Milhares de chineses ignoraram o coronavírus e participaram de uma grande festa de música eletrônica no fim de semana em um parque aquático em Wuhan, o que gerou polêmica nas redes sociais.

Depois de ser submetida a uma quarentena rigorosa de 76 dias entre janeiro e abril, sendo a primeira cidade em que essas medidas foram implementadas por causa do novo coronavírus, a metrópole de Wuhan foi gradativamente retirando as restrições e voltou à normalidade.

O Maya Beach Water Park ficou lotado com os frequentadores dançando aglomeradas, sem usar máscaras. Muitas também tomaram banho de piscina, sem manter o distanciamento. O parque aquático reabriu as portas em junho e sua capacidade está limitada a 50%, segundo a imprensa local, mas reduziu o preço da entrada em 50% para mulheres.

As imagens da festa provocaram críticas, no momento em que a pandemia já infectou quase 22 milhões de pessoas no mundo e o número de mortos se aproxima dos 800 mil.

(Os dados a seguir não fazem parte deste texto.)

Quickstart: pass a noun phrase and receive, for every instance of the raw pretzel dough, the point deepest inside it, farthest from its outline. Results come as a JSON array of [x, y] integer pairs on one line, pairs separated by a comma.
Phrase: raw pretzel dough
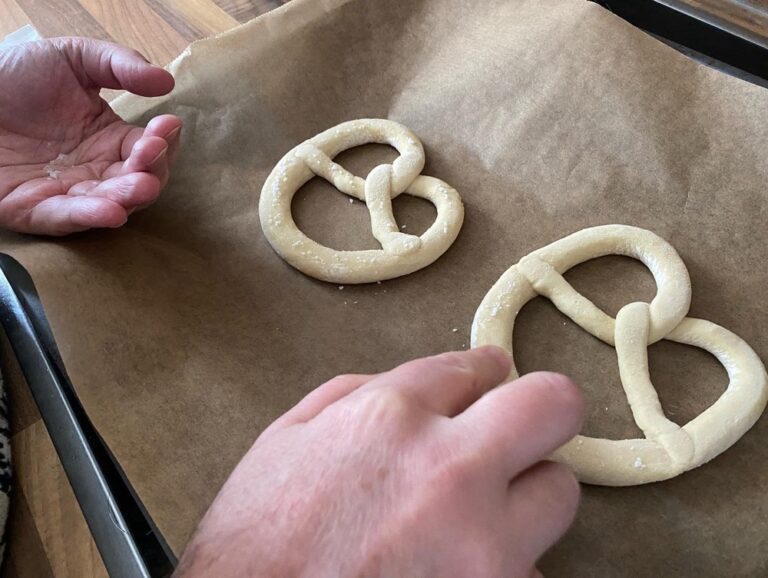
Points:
[[667, 449], [401, 253]]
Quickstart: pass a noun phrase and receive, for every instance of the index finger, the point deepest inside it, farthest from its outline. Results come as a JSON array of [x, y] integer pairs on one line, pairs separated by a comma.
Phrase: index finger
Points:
[[524, 421]]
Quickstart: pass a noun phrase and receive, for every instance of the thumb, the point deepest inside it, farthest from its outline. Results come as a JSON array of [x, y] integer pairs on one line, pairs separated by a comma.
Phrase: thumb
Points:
[[107, 65]]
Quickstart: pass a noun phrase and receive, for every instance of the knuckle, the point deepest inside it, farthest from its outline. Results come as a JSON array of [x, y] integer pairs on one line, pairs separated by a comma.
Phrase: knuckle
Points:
[[385, 404], [563, 484]]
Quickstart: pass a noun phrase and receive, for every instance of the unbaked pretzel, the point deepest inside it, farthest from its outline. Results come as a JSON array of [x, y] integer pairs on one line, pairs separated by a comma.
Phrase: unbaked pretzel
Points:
[[401, 253], [667, 449]]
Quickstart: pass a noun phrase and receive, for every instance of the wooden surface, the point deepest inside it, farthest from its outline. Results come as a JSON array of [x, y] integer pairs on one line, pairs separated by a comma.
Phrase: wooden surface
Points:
[[47, 535]]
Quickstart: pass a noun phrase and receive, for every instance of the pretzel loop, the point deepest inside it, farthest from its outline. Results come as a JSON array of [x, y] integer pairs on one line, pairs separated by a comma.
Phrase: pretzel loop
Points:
[[401, 253], [667, 449]]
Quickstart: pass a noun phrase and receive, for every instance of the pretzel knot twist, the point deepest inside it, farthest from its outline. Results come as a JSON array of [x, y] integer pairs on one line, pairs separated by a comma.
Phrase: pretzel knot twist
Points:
[[401, 253], [667, 449]]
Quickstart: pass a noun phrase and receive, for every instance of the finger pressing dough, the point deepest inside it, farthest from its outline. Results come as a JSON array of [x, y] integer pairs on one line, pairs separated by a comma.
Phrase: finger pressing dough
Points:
[[667, 449], [401, 253]]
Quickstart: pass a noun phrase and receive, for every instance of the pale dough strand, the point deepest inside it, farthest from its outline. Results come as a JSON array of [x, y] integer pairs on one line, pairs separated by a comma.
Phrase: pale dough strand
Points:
[[401, 253], [668, 449]]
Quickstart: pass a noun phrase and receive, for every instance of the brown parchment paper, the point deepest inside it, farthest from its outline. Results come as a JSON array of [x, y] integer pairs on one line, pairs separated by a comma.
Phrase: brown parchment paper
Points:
[[186, 335]]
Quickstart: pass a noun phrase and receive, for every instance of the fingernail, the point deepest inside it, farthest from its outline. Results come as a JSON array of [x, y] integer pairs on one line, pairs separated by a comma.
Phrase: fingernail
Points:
[[159, 156]]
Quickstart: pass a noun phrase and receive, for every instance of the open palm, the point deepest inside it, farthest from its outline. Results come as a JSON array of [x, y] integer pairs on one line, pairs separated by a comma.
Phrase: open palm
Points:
[[67, 162]]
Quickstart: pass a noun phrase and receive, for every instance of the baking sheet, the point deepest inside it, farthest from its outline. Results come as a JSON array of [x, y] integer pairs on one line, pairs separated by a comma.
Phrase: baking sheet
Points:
[[186, 335]]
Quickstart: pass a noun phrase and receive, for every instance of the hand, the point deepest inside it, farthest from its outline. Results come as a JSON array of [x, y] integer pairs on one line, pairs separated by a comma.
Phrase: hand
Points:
[[67, 162], [413, 472]]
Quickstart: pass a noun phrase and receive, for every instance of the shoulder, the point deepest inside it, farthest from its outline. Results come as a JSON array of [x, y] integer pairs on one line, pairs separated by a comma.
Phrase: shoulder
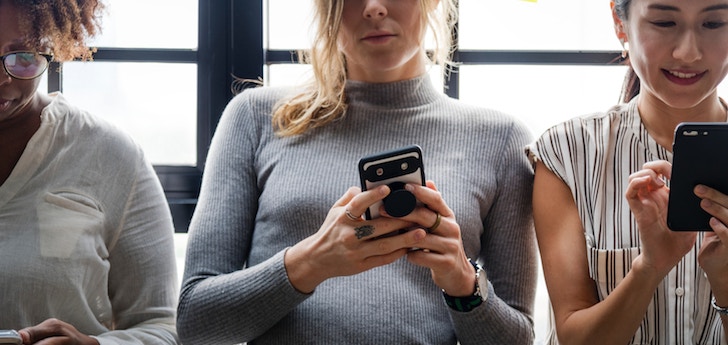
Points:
[[88, 132], [258, 99], [595, 126], [584, 136]]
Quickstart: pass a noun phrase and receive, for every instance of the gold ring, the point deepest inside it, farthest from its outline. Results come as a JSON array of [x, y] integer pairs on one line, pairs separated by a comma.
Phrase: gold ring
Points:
[[351, 216], [437, 223]]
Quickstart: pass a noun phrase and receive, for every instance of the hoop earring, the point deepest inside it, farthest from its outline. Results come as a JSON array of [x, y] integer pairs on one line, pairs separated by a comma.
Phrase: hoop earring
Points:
[[625, 49]]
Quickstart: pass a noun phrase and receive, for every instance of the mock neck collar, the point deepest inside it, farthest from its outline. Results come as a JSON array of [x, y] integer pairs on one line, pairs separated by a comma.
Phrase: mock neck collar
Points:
[[399, 94]]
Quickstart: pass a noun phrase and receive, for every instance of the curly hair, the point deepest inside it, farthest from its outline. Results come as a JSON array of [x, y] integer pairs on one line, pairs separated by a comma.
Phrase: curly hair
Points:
[[63, 26]]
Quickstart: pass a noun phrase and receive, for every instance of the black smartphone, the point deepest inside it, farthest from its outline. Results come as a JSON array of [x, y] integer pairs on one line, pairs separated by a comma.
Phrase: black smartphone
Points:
[[700, 156], [9, 336], [394, 168]]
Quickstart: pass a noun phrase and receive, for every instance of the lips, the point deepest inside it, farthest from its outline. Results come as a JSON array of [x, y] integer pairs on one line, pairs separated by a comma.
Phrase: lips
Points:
[[4, 104], [377, 36], [683, 77]]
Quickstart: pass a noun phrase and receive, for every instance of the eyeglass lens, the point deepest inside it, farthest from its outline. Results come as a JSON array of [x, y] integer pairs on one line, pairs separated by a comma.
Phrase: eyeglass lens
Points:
[[25, 65]]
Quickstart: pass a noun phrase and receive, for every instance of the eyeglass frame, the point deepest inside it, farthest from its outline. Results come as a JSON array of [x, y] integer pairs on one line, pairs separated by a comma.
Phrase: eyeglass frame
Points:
[[48, 57]]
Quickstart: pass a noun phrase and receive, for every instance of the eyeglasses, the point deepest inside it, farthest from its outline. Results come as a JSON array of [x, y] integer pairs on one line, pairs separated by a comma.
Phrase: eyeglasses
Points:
[[25, 65]]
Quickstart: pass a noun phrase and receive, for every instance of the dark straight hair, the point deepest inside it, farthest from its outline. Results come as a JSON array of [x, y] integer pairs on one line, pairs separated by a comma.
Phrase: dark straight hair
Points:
[[631, 84]]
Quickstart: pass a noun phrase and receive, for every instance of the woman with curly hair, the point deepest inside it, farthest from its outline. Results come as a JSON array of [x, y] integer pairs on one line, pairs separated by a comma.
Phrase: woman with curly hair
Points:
[[86, 251]]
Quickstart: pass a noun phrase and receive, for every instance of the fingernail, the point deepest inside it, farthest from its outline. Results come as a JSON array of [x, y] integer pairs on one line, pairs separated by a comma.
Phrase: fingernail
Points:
[[700, 189]]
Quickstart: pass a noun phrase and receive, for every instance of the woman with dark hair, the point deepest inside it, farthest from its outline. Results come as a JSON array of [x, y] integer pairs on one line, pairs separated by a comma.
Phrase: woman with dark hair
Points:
[[616, 274], [86, 251]]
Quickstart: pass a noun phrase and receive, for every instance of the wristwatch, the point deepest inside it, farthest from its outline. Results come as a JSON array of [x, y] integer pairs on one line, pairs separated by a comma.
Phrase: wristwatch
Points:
[[468, 303]]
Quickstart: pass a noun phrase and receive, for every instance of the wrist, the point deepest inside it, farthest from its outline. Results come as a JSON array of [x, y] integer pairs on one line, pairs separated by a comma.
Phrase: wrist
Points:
[[647, 273], [301, 275], [474, 300], [720, 308]]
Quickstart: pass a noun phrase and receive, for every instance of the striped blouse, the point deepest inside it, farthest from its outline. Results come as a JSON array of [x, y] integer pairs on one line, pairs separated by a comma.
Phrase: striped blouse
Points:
[[594, 155]]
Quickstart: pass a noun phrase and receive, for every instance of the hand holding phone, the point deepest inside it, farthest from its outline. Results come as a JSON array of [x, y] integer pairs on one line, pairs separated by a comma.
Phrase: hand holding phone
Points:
[[394, 168], [700, 156]]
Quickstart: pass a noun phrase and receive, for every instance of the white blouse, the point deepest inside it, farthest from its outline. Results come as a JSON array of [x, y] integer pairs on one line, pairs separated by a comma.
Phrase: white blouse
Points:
[[594, 155]]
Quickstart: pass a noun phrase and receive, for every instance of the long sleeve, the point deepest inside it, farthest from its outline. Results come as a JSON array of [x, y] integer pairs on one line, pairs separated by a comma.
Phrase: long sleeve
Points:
[[142, 274], [506, 317]]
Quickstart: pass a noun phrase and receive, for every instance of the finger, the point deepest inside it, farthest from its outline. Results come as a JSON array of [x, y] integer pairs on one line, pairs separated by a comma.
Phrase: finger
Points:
[[714, 209], [719, 230], [360, 202], [379, 227], [430, 197], [636, 185], [48, 328], [386, 245], [661, 167], [346, 198]]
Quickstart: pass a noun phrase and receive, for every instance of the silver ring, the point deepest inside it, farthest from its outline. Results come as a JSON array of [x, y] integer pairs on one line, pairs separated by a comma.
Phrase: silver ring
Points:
[[436, 225], [351, 216]]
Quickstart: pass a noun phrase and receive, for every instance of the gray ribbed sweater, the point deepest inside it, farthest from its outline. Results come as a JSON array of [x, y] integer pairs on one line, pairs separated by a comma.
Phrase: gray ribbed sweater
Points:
[[262, 193]]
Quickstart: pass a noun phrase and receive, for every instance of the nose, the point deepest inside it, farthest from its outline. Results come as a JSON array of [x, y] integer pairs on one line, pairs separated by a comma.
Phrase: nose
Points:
[[688, 47], [4, 76], [374, 9]]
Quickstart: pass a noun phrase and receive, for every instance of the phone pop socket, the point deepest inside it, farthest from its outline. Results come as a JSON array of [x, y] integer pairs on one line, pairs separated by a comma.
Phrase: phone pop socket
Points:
[[400, 202]]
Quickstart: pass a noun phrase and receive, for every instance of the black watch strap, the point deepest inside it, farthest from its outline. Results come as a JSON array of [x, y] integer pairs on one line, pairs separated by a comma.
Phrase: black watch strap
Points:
[[467, 303]]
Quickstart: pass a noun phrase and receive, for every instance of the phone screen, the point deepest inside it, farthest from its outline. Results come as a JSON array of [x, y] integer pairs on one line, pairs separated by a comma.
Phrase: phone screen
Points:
[[700, 156]]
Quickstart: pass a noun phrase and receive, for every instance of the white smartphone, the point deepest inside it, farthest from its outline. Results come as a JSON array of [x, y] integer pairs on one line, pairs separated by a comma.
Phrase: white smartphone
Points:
[[394, 168]]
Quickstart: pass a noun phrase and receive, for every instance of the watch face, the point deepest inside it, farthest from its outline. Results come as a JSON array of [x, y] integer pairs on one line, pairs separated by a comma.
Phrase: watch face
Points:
[[482, 281]]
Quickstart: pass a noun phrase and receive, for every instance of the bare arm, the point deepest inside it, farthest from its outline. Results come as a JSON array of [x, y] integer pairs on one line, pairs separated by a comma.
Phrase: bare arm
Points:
[[580, 317]]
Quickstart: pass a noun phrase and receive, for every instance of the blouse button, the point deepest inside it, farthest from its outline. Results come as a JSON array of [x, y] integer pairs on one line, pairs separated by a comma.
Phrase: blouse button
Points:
[[679, 292]]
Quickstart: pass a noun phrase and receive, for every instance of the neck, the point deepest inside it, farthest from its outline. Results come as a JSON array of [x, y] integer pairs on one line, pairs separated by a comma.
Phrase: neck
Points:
[[15, 133]]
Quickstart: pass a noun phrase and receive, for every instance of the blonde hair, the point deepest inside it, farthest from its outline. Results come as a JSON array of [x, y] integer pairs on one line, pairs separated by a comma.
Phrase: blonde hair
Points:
[[323, 99]]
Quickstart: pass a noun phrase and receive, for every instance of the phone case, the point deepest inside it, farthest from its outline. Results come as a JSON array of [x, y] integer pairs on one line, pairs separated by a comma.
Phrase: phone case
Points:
[[394, 168], [700, 156]]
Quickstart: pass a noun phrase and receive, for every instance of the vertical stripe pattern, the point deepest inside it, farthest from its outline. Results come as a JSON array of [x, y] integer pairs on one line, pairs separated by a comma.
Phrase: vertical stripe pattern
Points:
[[594, 155]]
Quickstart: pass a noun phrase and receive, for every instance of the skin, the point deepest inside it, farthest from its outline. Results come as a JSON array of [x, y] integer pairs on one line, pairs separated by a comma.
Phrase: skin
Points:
[[679, 49], [20, 109], [382, 42], [20, 105]]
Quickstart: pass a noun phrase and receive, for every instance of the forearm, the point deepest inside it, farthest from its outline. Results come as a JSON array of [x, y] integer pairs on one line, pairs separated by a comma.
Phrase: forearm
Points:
[[615, 319], [493, 322], [212, 309]]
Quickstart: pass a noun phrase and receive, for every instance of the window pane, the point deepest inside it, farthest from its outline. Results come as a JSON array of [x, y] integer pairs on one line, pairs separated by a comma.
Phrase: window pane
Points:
[[149, 24], [542, 96], [542, 25], [156, 103], [284, 15]]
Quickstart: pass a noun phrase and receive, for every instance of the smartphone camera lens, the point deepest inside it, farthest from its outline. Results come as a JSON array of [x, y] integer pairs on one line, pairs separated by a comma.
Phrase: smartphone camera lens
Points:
[[400, 202]]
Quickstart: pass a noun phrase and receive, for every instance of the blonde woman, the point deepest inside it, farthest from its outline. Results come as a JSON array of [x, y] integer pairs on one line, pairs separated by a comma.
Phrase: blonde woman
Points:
[[86, 247], [278, 251]]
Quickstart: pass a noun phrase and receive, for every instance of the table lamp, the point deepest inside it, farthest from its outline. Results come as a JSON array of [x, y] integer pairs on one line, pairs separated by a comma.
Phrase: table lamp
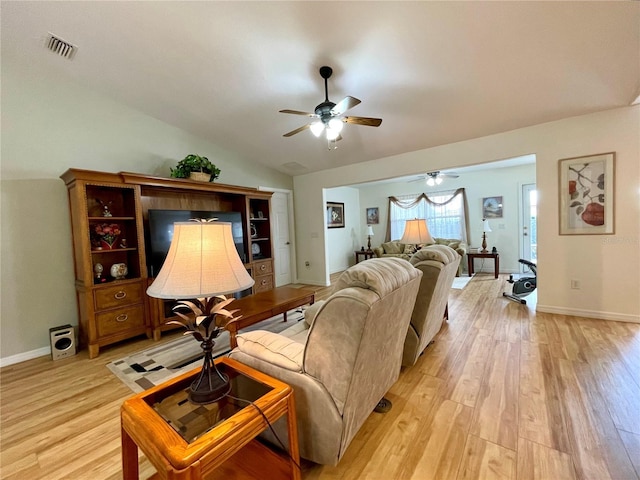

Embora o vírus tenha surgido na China, o país conseguiu controlar a pandemia e agora tem apenas algumas dezenas de novos casos ao dia, segundo dados oficiais. Muitos chineses continuam limitando suas viagens e usando máscaras em espaços públicos, mas em Wuhan, que não tem registrado mais nenhum caso e cujos moradores foram testados, está tentando retomar a economia, muito enfraquecida pelos efeitos da epidemia.